Fishing Without Bait
Have you ever left the dock and headed out to fish after forgetting your bait?
How many of us have ever left the dock and headed out to fish only to find you left the bait in a cooler on the dock? It’s a long ride back to the dock, and at the price of fuel today, it makes it very expensive to head back and retrieve it.
I have left my bait on several occasions over the years. There were also some days when there was no bait to be found! There are some solutions to a dilemma like this. Being prepared ahead of time can allow you to fish without retrieving that bait.
I always keep several items on the boat. These are things I only remove when I do a complete cleaning, and I make sure they are stowed on the boat again before I finish. They include several Sabiki rigs in a variety of sizes, an unbreakable jar of salt-hardened shrimp pieces, and a cast net.
The Sabiki rigs are a staple item on my boat for catching live bait. The shrimp is what I use to tip my bucktail jigs, and it also can be used alone to catch small fish for bait. The cast net is, of course, the major bait catching item. I keep it stowed in a two gallon plastic bucket, always ready when a school of baitfish comes around.
Improvising also plays an important role on one of these days. I remember one trip in particular when I was growing up in Key West. We had a small skiff and outboard – an 11 hp Wizard from Western Auto – and we did a lot of trolling for barracuda. We trolled because the boat leaked so badly we could only anchor for a few minutes at a time.
The boat was tied to some mangroves in a small creek.
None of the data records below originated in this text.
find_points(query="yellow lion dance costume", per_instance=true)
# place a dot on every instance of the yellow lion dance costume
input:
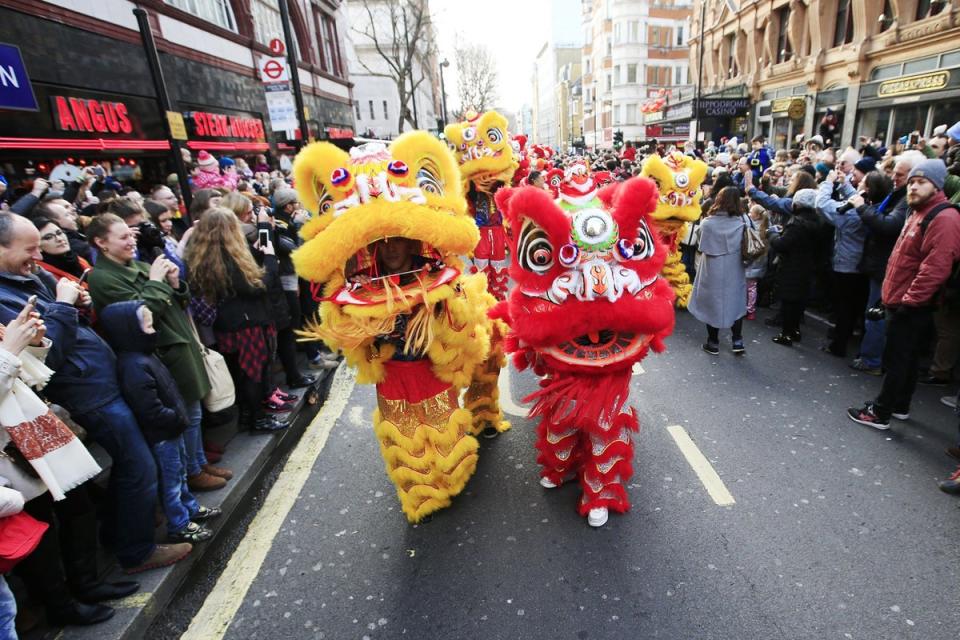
(422, 335)
(678, 179)
(481, 144)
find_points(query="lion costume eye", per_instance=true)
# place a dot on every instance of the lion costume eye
(643, 247)
(534, 251)
(429, 182)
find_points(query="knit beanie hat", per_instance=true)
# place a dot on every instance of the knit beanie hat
(954, 132)
(806, 198)
(206, 160)
(850, 155)
(933, 170)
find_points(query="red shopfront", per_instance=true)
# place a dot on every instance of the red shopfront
(81, 127)
(224, 131)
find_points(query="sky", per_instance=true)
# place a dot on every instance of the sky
(514, 31)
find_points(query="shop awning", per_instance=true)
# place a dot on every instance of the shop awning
(227, 146)
(85, 144)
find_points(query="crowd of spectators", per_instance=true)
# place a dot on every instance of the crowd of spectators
(106, 288)
(869, 237)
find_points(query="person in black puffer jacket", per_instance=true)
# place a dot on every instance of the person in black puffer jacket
(224, 272)
(796, 247)
(149, 389)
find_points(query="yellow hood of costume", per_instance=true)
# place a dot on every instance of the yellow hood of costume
(411, 189)
(678, 179)
(481, 145)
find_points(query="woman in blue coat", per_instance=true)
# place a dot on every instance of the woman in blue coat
(719, 296)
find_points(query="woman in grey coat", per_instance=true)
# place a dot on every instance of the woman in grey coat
(720, 288)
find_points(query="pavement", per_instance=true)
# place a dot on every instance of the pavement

A fishing trip entailed buying bait, usually three pounds of whole mullet, and taking all our gear to the boat.
On this particular day, we managed to leave the mullet on the counter at the bait shop. We discovered this fact after we had left the creek and run to the small islands near Sawyer Key, around which we planned to troll. With no bait, my father took his shirt and undershirt off. He tore several strips of cloth from his white undershirt. They were about ten inches long and two inches wide.
Normally we would have taken one filet from the side of a mullet and cut it in half long ways to make two strip baits. This strip bait would be placed on a tandem double hook rig, and trolled slowly behind the boat. Barracuda on the grass flats around these islands could not resist bait like this.
Today, we took the cloth strips and hooked them up just like we did the mullet baits. In short order, we had several fish in the boat. The belly of a barracuda is very nice and white, and my father did not wait very long to slice a few strip baits from the fish we had caught.
It turned out to be a good day, even “without bait”. I even went to “Show and tell” at school the next Monday to tell everyone how we had caught fish on a piece of cloth!